|Can you image writing a novel on this?|
|Public Domain Picture, wikimediacommons.org|
This article, which appeared in The New Yorker magazine in 2008, describes the cell phone novel phenomenon in Japan, otherwise known as keitai shosetso, how it was developed, and how it has impacted literature and culture in Japan. The sub-title accurately sums up the key demographic for the cell phone novel, “Young women develop a genre for the cellular age”.
It is purported that the cell phone novel is the, “first literary genre to emerge from the cellular age” and is derived from mostly autobiographical situations. Like other forms of literature aimed at women, keitai shosetso revolve around true love and the obstacles which hinder true love. Because these novels are written by and read, for the most part, by Japanese women, they offer insight into how young women feel in Japanese culture.
Goodyear spends a significant amount of time discussing the importance of anonymity for the writers of these novels. This is complementary to the avatar culture which pervades Japanese Internet use and deeper roots in Japanese culture. The quote from page 64 which states, “In Japan, conflict is not celebrated – consensus is celebrated…The Internet lets you speak your mind without upsetting the social apple cart” reflects the desire for anonymity the authors seek.

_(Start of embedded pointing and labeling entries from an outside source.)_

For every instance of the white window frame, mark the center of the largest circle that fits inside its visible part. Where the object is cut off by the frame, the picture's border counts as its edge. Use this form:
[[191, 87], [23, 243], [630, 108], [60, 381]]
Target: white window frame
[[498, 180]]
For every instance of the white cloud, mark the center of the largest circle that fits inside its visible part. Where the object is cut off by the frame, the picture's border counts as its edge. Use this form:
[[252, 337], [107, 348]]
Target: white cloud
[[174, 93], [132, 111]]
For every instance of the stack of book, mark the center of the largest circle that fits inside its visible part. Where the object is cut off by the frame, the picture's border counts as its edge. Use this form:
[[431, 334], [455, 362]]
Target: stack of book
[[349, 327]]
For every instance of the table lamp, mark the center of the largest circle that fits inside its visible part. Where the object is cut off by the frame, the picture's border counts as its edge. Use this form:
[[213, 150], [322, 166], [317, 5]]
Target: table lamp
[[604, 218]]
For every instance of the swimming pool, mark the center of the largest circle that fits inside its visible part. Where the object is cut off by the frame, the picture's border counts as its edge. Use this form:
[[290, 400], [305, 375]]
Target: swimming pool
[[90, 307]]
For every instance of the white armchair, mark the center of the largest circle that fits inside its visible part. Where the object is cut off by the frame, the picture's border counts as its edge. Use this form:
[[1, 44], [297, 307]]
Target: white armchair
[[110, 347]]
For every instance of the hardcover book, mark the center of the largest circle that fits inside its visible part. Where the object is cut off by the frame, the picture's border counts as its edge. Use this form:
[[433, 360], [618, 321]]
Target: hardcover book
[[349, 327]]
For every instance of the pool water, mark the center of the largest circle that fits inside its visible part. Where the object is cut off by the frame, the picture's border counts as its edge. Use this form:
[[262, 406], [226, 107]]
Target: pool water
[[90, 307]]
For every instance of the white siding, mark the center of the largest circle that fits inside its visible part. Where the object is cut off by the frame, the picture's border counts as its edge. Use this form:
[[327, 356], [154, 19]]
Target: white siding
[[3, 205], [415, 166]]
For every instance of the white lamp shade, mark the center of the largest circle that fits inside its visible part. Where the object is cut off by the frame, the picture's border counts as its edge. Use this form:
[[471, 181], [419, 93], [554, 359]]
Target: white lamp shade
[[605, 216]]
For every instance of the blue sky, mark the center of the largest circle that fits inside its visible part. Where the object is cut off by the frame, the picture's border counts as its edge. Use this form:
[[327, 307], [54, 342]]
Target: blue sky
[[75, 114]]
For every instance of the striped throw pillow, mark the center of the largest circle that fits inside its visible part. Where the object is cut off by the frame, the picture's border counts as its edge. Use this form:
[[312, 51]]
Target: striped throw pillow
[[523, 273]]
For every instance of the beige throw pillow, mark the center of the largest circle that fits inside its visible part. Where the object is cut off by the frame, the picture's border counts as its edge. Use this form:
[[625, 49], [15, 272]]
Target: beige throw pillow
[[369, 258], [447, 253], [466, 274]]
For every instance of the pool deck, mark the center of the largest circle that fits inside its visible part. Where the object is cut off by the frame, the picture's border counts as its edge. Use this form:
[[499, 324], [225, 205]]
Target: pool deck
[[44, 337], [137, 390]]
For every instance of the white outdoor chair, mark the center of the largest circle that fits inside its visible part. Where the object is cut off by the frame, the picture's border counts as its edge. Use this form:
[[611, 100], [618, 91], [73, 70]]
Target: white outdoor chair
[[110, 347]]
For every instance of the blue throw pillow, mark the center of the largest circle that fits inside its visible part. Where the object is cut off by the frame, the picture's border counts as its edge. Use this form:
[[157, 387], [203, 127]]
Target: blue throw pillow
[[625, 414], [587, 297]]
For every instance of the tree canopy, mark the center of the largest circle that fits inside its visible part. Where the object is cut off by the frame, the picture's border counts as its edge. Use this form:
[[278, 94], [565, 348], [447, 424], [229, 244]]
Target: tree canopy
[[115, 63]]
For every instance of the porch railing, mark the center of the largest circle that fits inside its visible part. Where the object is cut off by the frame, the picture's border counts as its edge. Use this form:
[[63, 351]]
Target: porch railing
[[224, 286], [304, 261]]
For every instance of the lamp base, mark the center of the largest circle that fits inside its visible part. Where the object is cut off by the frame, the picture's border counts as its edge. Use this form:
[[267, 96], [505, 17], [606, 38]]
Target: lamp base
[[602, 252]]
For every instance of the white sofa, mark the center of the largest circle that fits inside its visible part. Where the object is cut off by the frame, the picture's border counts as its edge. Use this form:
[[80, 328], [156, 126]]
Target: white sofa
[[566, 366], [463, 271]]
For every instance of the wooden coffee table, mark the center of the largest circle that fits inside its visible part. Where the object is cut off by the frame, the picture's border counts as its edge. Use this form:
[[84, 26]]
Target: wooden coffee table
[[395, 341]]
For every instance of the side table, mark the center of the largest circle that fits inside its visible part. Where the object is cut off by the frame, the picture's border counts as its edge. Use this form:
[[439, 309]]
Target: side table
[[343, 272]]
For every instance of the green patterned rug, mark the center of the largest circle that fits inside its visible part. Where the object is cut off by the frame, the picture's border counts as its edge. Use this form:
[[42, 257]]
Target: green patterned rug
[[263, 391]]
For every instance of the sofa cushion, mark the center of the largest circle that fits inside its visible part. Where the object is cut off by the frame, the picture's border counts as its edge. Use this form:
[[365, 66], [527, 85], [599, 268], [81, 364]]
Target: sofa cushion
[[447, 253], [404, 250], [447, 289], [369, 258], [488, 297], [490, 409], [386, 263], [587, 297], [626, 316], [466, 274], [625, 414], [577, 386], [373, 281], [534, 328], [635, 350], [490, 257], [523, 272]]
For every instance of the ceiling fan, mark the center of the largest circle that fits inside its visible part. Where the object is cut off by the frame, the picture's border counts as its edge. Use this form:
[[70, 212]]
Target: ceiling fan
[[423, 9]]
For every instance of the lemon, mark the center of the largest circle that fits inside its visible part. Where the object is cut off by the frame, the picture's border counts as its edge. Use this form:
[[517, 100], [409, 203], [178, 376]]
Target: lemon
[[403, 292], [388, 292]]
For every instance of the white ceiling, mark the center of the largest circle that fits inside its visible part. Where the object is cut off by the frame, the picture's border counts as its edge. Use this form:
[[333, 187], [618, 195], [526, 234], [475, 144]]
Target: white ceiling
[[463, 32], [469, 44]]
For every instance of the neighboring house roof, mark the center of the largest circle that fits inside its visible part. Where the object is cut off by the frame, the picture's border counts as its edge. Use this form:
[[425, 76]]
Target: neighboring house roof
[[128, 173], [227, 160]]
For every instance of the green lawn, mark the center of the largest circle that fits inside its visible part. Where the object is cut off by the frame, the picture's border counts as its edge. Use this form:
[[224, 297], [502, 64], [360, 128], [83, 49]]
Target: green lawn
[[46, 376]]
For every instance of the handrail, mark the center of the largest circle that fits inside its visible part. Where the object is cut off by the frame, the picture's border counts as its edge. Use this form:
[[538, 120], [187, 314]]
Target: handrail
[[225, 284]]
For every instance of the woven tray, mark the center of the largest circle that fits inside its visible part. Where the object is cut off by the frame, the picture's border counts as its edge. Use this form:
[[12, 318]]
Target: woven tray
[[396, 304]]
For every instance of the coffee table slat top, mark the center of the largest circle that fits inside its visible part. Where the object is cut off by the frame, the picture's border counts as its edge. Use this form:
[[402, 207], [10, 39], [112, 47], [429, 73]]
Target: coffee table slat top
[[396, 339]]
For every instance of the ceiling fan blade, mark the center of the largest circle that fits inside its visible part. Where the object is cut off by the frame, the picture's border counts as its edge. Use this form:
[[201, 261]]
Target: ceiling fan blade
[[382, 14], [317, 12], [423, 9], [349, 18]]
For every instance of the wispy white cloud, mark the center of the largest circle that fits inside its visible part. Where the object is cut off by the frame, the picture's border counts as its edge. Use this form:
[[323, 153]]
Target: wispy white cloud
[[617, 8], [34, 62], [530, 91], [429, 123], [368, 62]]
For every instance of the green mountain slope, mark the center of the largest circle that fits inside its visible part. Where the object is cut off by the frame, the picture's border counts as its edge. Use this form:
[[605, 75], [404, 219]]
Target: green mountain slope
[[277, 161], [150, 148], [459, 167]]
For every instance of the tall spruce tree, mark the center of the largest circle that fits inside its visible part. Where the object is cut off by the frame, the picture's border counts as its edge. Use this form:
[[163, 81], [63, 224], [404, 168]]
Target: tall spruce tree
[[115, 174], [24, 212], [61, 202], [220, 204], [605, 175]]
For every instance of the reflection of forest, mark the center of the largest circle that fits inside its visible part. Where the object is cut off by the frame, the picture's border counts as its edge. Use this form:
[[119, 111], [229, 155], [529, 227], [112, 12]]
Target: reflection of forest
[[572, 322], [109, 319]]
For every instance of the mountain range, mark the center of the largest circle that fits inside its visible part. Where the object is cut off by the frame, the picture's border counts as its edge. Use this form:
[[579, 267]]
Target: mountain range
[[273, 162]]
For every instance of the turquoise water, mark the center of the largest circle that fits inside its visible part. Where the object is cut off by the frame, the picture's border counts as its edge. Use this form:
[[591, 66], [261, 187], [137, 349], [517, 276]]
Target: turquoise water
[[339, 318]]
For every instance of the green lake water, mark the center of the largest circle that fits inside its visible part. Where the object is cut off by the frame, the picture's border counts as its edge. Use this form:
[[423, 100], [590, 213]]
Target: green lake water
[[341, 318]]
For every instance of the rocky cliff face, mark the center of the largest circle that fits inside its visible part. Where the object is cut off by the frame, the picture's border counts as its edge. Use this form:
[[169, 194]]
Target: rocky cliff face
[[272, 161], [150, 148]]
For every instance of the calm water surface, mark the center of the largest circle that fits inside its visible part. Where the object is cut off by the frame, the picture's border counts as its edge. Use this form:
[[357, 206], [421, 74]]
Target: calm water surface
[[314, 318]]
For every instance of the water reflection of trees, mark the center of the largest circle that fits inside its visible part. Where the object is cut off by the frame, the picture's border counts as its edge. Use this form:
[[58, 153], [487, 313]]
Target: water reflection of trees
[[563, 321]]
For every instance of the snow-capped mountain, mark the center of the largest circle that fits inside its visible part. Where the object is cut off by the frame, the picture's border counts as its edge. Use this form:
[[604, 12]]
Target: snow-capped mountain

The article takes an interesting turn when the connections between traditional Japanese literature and the cell phone novel are explored. Due to the difficulties of writing in Japanese, novel writing was reserved for those who could eloquently write using the correct script. However, as cell phones and unlimited texting plans became popular in Japan, more access to text developed. This also caused changes in formatting of script for the medium, all maintained when the novels were eventually printed on paper. Parallels to the classic Japanese novel, The Tale of Genji, written by a woman of the imperial court nearly a thousand years ago, explored love triangles, jilted women, and unexpected pregnancies, illustrates similarities to the cell phone novels of today. One of the translators of The Tale of Genji, 86 year old Jakucho Setouchi, even confessed to participating in the cell phone novel phenomenon.
Goodyear utilizes first hand interviews for this article. Two themes emerged; first, there was an alarmist attitude towards these novels akin to eBooks. Some viewed the cell phone novel as the end of Japanese literature while others saw it as an offspring of an oral tradition originating in the Edo-period (p. 65). Also, the cell phone phenomenon seems to have parallel roots to other production based literature, such as Zines. Even though many of the authors in this article seemed to have regrets about writing the novels, they seemed to find the act of production more important than the final product.
Cell phone novels are not just a phenomenon in Japan. They are cropping up in other countries like South Africa (BBC article from 2009 here). However, the utilization of various forms of technology to create literature is changing. Twitter now hosts fiction writing contests (LA Time article from 2012 here) which impose another set of parameters (word limits) to the story. The revitalization of serialized fiction and online publishing (NPR interview with Margaret Atwood from 2012 here) shows the many changes outside of the traditional eBook which are taking place in fictional and semi-autobiographical literature.